A spokeswoman for King's College Hospital, to which Ms Sylvia O'Leary was airlifted at the weekend, said last night that doctors were trying to stabilise her condition before they addressed the question of surgery.
Ms O'Leary (32), a mother of two from Ballincollig, Co Cork, arrived at the hospital by air ambulance on Saturday night after suffering partial liver and kidney failure. She had previously been on a life-support machine at Cork University Hospital.
The King's College Hospital spokeswoman said Ms O'Leary remained critically ill and, as a result, was unlikely to undergo surgery for at least a couple of days.
"There are no immediate plans for surgery. My understanding is that the medical team is assessing her health rather than at the stage of hunting for a liver," she said.
Ms O'Leary was at the centre of controversy last week when her family accused the Minister for Health of gambling on her life by delaying payment of a compensation package believed to be worth about €1 million.
Her husband, Des, said that Mr Martin and his officials were "playing a game of poker" with her life on the basis that, if something happened to her, they could "walk away" without paying.
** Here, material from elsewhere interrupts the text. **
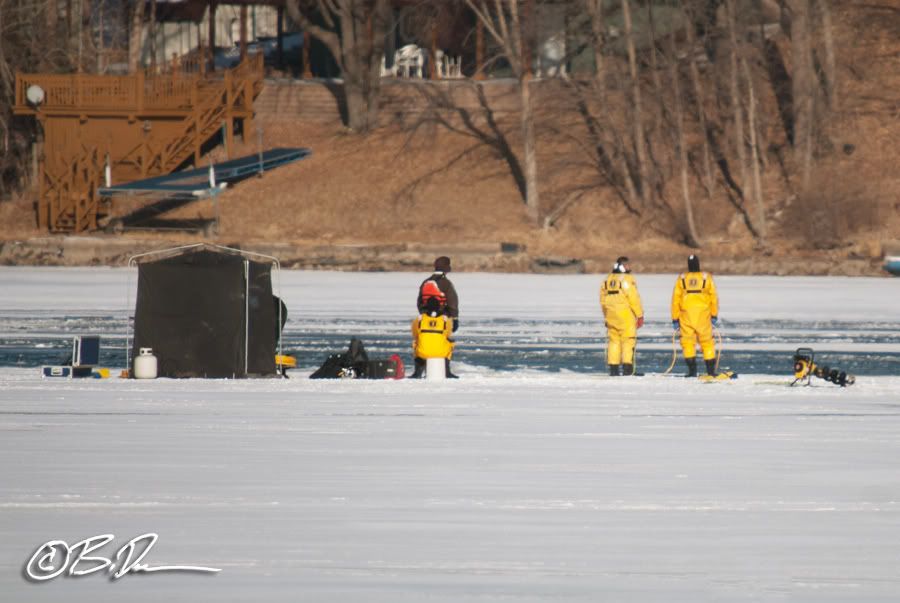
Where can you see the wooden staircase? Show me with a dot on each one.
(141, 125)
The claims were vehemently denied by Mr Martin, who has since given a written commitment to the family that the deal will be honoured whether or not Ms O'Leary survives what would be her third liver transplant.
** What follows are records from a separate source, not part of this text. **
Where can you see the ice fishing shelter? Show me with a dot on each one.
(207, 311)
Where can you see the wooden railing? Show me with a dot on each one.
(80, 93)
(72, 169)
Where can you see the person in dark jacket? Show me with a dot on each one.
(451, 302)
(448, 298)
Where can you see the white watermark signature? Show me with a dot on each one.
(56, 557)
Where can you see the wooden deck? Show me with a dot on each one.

She was infected with hepatitis C after receiving a contaminated unit of blood during her first such transplant at King's College Hospital on April 11th, 1991. This transplant was to treat auto-immune hepatitis, which she had developed through a kidney disorder. In March 2002, she had to undergo a second liver transplant because of damage caused to the organ by hepatitis C. She had only learnt of her infection with the virus during the previous year.
Ms O'Leary's case for compensation was complicated by the fact that the closing date for applications to the hepatitis C compensation tribunal had passed by the time she became aware of her infection.
Even though she was infected in the UK, the State accepted responsibility because she had been treated under its care. Prior to the setting up of liver transplant facilities at the Mater Hospital in Dublin in 1995, all such patients were referred overseas. Her case is not unique. At least three other people infected with hepatitis C through transplants overseas have been compensated by the State.
Under the compensation package, Ms O'Leary is entitled to continue receiving treatment at King's College Hospital, which is her wish. Despite the fact that she had been infected there, Ms O'Leary had "great faith" in the hospital's medical staff, said her solicitor, Ms Melissa Gowan.